A few months ago we decided to allow guest bloggers to post on our website and we posted a blog about the use of essential oils in the treatment of ASD.
I clearly stated in my introduction that the opinions of the guest bloggers were not my own and CoAbility did not endorse their views or products and at the time, I felt this was a sufficient disclaimer. I never gave it another thought until I received a feedback letter from the parent of a former client explaining to me why my decision to allow the blog to be posted was harmful.
At first, I was mortified at the feedback given in the letter, as it is often hard to hear that you have gotten it wrong or in fact upset another human. However, as I sat on the information provided and I started to look at it through the eyes of parents with newly diagnosed children I understood this mums opinion on a cellular level.
“I hope you appreciate that feedback is given as you have a strong voice in the disability community, and a wide reach to a diverse audience, which includes parents of newly diagnosed children. I want to let you know that as the parent of a severely autistic child, I am very upset you would include that ad for essential oils in your email (and it is an ad, as they are attempting to drum up business, by inviting people to reach out to them, and their brand is well documented as being a multi-level marketing scheme)
There is no evidence for the use of essential oils in children with ASD. There are no credible studies supporting this. Their anecdata doesn’t change that…
Unproven, unregulated therapies have incredible capacity to hurt those exposed to them. Some parents go to the extreme of putting these oils in food and drinks, and directly on the skin. The oils may be a natural product. So is asbestos. Natural doesn’t always mean better. As you may be aware, the ECI guide for autism intervention notes that ASD parents will never know less about autism, then they will when their child is diagnosed. It is an emotionally trying time, and a time when families will be most likely to engage with support workers, including support coordinators.
You and your staff, whether you are directly aware of it or not, have a level of faith and trust put in you and what you do and say. Why wouldn’t we trust you? Why wouldn’t we think if you are happy to promote it, then it must be ok. You are absolutely entitled to your opinion, and to your views on oils. No one is doubting or denying that. However, I would ask that you keep in mind that families that are pushed to the mental and physical limit may accept what is being promoted, without questioning. It may seem like they are just selling oils, but what they are basing that sale on is the hope that they promise, and that is nothing short of cruelty.”

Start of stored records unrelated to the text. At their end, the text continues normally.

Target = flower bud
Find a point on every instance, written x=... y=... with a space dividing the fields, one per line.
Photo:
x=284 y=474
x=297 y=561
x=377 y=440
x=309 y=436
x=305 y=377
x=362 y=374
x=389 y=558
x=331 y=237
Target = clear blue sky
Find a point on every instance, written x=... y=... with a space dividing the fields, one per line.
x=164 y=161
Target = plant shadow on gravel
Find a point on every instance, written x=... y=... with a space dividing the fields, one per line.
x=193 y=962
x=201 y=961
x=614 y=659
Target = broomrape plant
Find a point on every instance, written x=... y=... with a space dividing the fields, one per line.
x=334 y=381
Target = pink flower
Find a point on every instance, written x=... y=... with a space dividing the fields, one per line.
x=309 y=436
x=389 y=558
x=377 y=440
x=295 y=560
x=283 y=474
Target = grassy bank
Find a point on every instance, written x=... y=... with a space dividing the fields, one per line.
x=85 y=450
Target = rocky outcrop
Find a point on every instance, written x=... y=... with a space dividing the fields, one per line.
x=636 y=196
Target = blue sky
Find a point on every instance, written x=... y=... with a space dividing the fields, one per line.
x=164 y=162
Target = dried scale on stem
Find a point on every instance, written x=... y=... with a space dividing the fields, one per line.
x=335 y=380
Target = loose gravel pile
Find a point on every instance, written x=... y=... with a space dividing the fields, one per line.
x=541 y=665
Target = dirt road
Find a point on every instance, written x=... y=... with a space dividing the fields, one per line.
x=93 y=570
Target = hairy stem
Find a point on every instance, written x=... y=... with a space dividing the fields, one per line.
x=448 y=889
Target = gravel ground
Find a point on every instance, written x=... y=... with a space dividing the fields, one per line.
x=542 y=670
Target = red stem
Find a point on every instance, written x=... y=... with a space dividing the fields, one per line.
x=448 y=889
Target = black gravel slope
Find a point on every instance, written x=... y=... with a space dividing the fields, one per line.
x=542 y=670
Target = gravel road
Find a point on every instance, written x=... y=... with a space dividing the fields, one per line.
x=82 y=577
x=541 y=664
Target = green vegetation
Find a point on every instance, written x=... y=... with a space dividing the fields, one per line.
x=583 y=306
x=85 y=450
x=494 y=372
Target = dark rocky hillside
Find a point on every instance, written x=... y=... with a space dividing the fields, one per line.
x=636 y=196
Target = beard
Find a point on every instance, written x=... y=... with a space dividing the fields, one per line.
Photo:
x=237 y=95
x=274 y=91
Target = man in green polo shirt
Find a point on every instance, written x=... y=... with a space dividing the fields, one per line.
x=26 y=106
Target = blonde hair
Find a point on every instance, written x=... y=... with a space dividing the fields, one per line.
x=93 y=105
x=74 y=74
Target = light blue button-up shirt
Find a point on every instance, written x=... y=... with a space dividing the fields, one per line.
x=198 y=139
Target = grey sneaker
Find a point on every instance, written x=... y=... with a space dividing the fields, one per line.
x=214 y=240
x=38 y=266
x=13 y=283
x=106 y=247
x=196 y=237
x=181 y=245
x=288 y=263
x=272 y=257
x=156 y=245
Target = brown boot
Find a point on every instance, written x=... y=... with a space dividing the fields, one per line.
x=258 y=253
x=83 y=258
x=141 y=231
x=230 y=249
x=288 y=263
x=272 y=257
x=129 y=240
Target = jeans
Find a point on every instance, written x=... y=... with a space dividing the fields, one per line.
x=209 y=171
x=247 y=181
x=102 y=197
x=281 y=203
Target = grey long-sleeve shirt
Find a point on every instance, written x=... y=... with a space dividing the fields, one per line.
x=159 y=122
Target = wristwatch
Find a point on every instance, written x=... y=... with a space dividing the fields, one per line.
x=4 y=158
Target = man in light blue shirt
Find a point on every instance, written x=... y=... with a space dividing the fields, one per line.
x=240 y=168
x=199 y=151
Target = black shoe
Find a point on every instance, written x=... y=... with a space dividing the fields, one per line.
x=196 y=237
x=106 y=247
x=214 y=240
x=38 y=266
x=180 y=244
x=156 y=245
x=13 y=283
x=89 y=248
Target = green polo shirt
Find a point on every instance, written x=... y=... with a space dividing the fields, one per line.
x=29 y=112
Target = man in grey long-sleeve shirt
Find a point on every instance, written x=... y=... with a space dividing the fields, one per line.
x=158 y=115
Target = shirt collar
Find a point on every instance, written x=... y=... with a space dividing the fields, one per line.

Now I have never been the parent of a child with an ASD diagnosis, and while I can empathise with the despair, anxiety and heartbreak that must come with it, I have never had to think about what this diagnosis means for my child and their life. However, I do have four children, including one with a recent diagnosis of a neurodegenerative autoimmune disease and I know that I would do absolutely anything to change that reality. So hearing this feedback from a mother of a child with ASD affected me immensely and prompted the removal of the post.
I concede that in this case, I allowed an opinion to be put forward without doing my due diligence and fully accept the point that the blog was selling a false promise. We got it wrong and for that, I apologise.